Developing with shelf_letsencrypt

ACME certificate authorities use challenges to prove that you control the domain before they issue a certificate. shelf_letsencrypt supports two challenge mechanisms, and the right choice changes what your development environment needs to expose.

A word of caution

Let's Encrypt rate-limits the issuing of production certificates.

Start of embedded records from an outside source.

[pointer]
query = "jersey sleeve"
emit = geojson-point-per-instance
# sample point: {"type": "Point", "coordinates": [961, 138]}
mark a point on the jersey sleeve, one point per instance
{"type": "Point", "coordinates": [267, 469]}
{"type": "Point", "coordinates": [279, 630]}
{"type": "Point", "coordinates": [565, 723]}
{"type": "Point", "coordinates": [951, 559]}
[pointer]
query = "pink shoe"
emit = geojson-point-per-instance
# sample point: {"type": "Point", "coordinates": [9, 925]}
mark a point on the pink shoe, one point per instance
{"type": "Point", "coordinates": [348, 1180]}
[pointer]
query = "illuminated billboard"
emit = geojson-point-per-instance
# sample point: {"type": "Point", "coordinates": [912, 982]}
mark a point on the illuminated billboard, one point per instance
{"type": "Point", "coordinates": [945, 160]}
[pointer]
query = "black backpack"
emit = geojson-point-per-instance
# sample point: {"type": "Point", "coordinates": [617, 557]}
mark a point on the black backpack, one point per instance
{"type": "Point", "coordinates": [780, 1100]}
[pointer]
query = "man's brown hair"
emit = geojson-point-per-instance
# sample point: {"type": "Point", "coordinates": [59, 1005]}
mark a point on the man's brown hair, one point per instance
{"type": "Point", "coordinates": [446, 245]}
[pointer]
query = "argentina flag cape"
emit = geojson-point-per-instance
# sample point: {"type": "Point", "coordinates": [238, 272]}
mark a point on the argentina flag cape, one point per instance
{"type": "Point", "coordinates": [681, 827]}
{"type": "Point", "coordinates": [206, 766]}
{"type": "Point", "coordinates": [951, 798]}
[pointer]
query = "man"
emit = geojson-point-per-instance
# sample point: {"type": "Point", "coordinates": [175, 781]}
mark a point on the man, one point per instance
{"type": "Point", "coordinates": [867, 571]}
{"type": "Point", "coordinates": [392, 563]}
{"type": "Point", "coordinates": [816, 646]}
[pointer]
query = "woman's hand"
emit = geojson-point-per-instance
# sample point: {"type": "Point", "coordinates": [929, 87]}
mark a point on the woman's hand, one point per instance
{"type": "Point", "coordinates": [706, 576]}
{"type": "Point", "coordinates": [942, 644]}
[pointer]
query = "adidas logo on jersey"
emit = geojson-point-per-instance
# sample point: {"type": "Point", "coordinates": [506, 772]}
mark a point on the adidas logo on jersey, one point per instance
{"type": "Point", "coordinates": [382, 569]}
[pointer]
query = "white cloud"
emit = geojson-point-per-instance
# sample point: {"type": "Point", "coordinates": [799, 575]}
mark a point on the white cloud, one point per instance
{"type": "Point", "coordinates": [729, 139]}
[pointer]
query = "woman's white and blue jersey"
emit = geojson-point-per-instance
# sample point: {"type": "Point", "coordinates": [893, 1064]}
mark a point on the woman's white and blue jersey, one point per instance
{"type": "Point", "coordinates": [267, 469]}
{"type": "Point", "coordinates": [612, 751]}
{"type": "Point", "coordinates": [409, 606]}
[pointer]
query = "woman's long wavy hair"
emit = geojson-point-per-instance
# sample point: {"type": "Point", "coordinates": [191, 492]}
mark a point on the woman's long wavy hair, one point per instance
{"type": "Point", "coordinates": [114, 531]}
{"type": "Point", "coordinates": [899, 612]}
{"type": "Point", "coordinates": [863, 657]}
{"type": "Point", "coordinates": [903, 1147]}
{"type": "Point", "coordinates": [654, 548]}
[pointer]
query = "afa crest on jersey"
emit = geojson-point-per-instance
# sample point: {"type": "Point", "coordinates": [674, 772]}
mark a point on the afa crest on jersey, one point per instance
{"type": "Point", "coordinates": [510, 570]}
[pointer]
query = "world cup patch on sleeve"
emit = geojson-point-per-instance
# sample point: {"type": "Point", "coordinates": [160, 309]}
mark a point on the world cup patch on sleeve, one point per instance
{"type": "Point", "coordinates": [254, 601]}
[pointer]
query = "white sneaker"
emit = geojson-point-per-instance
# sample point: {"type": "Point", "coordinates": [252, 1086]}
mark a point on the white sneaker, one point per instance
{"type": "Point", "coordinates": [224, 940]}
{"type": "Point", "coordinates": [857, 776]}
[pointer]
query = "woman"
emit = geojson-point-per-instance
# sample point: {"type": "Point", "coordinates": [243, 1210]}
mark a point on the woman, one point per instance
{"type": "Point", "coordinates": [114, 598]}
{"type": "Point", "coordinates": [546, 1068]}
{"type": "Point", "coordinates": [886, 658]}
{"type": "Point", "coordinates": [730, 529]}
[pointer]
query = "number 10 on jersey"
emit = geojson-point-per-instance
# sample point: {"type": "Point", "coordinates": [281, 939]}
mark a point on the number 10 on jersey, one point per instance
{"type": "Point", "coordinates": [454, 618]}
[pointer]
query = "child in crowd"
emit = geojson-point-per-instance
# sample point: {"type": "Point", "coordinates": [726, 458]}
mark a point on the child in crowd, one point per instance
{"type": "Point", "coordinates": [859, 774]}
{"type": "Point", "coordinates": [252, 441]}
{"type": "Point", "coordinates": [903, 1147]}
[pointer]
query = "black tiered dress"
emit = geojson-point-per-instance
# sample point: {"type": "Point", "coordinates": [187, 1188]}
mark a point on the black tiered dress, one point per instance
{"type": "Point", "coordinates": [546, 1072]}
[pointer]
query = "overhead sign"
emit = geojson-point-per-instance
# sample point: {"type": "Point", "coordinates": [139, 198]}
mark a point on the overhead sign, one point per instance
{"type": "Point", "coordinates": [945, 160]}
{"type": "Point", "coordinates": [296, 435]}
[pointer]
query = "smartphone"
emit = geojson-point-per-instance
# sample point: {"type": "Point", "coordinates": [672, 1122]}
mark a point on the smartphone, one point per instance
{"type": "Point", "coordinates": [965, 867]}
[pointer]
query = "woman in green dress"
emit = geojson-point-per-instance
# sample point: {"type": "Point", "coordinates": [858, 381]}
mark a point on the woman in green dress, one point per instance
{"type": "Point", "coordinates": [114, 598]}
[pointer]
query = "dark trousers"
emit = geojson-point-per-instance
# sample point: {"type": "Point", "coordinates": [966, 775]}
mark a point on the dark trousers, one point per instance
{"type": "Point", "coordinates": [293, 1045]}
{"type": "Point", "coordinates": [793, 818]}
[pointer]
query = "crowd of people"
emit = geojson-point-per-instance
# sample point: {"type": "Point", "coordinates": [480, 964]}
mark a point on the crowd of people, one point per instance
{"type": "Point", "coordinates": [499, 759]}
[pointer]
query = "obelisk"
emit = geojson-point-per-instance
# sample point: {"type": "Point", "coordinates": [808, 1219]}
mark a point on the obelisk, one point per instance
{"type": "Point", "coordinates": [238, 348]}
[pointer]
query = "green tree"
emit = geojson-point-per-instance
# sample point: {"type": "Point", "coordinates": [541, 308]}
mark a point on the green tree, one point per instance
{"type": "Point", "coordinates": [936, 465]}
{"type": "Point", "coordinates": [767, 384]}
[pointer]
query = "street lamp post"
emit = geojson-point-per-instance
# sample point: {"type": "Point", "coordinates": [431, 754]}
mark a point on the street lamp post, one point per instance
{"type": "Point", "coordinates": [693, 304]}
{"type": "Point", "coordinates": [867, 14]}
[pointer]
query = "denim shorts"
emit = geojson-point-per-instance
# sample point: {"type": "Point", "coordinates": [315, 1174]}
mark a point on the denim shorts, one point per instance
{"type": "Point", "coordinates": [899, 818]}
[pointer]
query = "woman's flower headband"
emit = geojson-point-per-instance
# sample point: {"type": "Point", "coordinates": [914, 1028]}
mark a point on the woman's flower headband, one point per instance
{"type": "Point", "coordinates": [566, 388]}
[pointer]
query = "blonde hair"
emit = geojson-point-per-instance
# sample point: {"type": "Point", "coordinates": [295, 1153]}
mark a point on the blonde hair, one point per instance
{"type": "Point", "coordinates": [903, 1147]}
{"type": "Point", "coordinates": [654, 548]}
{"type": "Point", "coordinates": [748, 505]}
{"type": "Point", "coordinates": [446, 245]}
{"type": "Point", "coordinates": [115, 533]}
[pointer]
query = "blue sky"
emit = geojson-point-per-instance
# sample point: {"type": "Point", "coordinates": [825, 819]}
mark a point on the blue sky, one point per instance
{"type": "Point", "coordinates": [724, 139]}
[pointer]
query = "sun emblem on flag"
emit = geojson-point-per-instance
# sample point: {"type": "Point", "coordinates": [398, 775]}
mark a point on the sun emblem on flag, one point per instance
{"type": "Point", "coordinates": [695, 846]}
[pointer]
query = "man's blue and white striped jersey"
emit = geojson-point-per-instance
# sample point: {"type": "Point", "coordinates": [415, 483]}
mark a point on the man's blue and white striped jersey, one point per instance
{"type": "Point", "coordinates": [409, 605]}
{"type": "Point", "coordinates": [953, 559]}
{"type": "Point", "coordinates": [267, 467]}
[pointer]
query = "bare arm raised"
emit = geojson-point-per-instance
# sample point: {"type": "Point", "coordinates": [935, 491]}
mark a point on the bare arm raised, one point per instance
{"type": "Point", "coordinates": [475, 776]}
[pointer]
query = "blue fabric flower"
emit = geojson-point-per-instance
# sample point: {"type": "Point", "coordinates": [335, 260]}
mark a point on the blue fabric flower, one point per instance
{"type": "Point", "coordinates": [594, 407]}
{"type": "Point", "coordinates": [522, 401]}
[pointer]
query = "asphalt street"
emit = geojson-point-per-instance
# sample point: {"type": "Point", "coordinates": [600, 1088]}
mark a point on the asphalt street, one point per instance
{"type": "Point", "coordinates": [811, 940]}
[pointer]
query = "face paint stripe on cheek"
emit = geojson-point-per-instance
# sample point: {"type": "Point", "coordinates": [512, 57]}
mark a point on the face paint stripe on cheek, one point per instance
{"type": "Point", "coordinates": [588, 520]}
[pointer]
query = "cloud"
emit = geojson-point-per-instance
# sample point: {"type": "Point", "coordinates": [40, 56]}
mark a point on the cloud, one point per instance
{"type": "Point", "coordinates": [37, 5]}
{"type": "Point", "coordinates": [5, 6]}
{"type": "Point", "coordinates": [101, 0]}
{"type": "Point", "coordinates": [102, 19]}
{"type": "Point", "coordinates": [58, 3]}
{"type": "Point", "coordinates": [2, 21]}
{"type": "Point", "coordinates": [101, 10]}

It is very easy to get locked out of Let's Encrypt for an extended period of time (days), leaving you in the situation where you can't issue a production certificate.

CRITICAL: you could end up with your production systems down for days!!!!

I would advise you to read up on the Let's Encrypt rate limits:

https://letsencrypt.org/docs/rate-limits/

To avoid this potentially major issue, make certain that you test with a STAGING certificate.

Do this by passing in 'production: false' (the default) when creating the LetsEncrypt certificate. Staging certificates still have rate limits, but they are much more generous.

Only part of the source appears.